Saturday 15 December 2012

The "Well I Liked It" awards

Given that I've (probably) seen my last bit of theatre for the year, and everybody's concentrating on exciting things like awards or, probably far more important, planning Christmas with friends and family, it seems the time to celebrate the good and ignore the bad from the year in theatre.

So I'm inaugurating the "Well I Liked It" awards for things that I liked. For any recipients - you should enjoy your WILI in private. Waving your WILI around in public doesn't impress anyone. My reasons for granting a WILI are my own, and I'm not going to give my WILI to anyone who's work I haven't seen. A critic has to have some standards, after all...

And I'm aware that theatre is a ridiculously collaborative medium, and amateur theatre even more so, so there will probably be instances where I'm praising someone for their work when actually several people were involved.

And these are awards with no particular rhyme or reason - I'm not doing anything like categories or anything. Just "I think that's award worthy".

Enough pre-amble. Let's get to the giving.

First up: "Thysestes" and "Death of a Salesman" get gongs for being the outstanding two works I saw interstate this year in the professional sphere, both at Belvoir (and I'm aware my eye is limited by only seeing Belvoir of the major companies interstate). Both were inventive takes on classic stories - "Thysestes" admittedly being a much older story and a much looser interpretation, but "Salesman" also providing a creatively different vision on a familiar play centred skillfully on a strong single visual metaphor and some incredible performances.

Also interstate, a production of J. Julian Christopher's "Man Boobs" in Melbourne, a dramatic-comedy/comedy-drama about body-image, emotional failure and the effects of past trauma, done by VicBears as part of the Midsumma festival. An intimate two-man piece turned one night's casual hookup into something far more heartfelt and soul destroying.

Locally: Big praise to Jenna Roberts' performance as Roxie in "Chicago" - one of the most striking performances in a local musical was also one of the first of the year. Jenna wasn't on stage a lot this year, but she made her performance count - it had the element of surprise, never quite knowing what she was going to do next but knowing that it was going to be amazing, whatever it was.

Duncan Ley's twin directorial triumphs for the year, "Pride and Prejudice" and "Pool: No Water" beg to be looked at as a pairing, just because they applied a consistent directorial aesthetic of "for gods sake, make it interesting" to two very different scripts.
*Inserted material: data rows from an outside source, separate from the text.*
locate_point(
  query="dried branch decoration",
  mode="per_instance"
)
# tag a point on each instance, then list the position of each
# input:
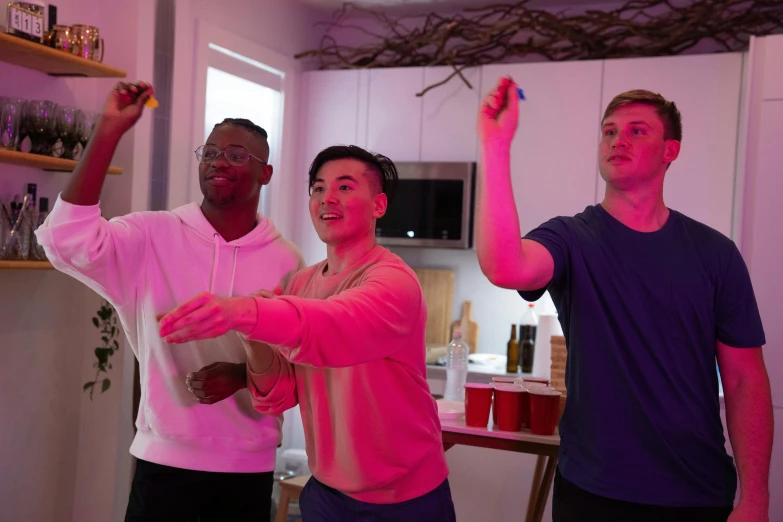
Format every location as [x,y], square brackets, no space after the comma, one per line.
[498,33]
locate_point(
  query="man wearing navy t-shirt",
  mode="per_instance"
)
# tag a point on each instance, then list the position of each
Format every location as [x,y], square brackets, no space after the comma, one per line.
[648,300]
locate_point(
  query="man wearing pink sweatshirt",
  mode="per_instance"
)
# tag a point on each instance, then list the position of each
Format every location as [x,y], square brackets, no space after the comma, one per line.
[347,344]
P&P was a story everybody knew going into the theatre, Pool a story I suspect nobody knew - both showed great ensemble work, were visually stunning to look at, kept all kindsa surprises up their sleeves and generally dazzled.
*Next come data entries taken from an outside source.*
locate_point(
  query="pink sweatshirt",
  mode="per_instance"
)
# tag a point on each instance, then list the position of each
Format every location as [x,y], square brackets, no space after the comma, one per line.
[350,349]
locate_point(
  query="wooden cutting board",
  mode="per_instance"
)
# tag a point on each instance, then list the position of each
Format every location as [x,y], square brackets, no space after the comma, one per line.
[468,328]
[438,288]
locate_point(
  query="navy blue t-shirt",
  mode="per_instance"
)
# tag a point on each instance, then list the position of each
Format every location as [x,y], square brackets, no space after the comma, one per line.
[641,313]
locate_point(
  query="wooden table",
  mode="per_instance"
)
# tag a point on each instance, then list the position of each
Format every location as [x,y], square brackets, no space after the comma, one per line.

Cynthia Jolley-Rodgers lighting for "Speaking in Tongues" made an unconventional set look amazing, with clever use of shade, colour and pools of light to enhance the emotional impact.

Lachlan Ruffy deserves an award for being everywhere, and fitting in perfectly and perfectly differently every time he was somewhere. His twin performances in "Breaker Morant" were differentiated beyond just haircut-and-accent into portraits of intimidated fear and blind arrogance respectively, his gorgeously genial Bingley in P&P was delightfully charming, his palsied-up Gus The Theatre Cat in "Cats" was heartbreaking, his lighting for "Memory of Water" was emotionally acute and kept the work intimate, his gawkily brave teenager in "Lost in Yonkers" was hilarious and moving, and his waiter-dance-moves in "Rent" were just plain gigglesome.

Euan Bowen gets an award for what he did with a cape in "Improbable Fiction". Dear god, can that man wield cape.

Jarrad West was also everywhere (to the extent I didn't see everything he did). But both as performer and director, he amazed. In particular, his Diabetes in "God" pulled the whole piece together (in a ridiculously short skirt), his direction of "Hairspray" was witty, soulful and oh-so-John-Waters and his direction of "Rent" made me see stuff in my favourite musical I'd never seen before.

Vanessa DeJaeger impressed the hell out of me in three different places - her sunnysided Rosemary in "How To Succeed in Business", her mini-bitch Amber in "Hairspray" and her touchingly damaged Mimi in "Rent".

Max Gambale also brought the gobsmackingly good in two places: The just-plain loveable Edna in "Hairspray" and the demented artilleryman in "War of the Worlds" both amazed in two very different ways.

I've undoubtedly ignored stuff that I loved but just forgot to mention. But this is a few things that sprung to mind as worthy of some form of reminder recognition.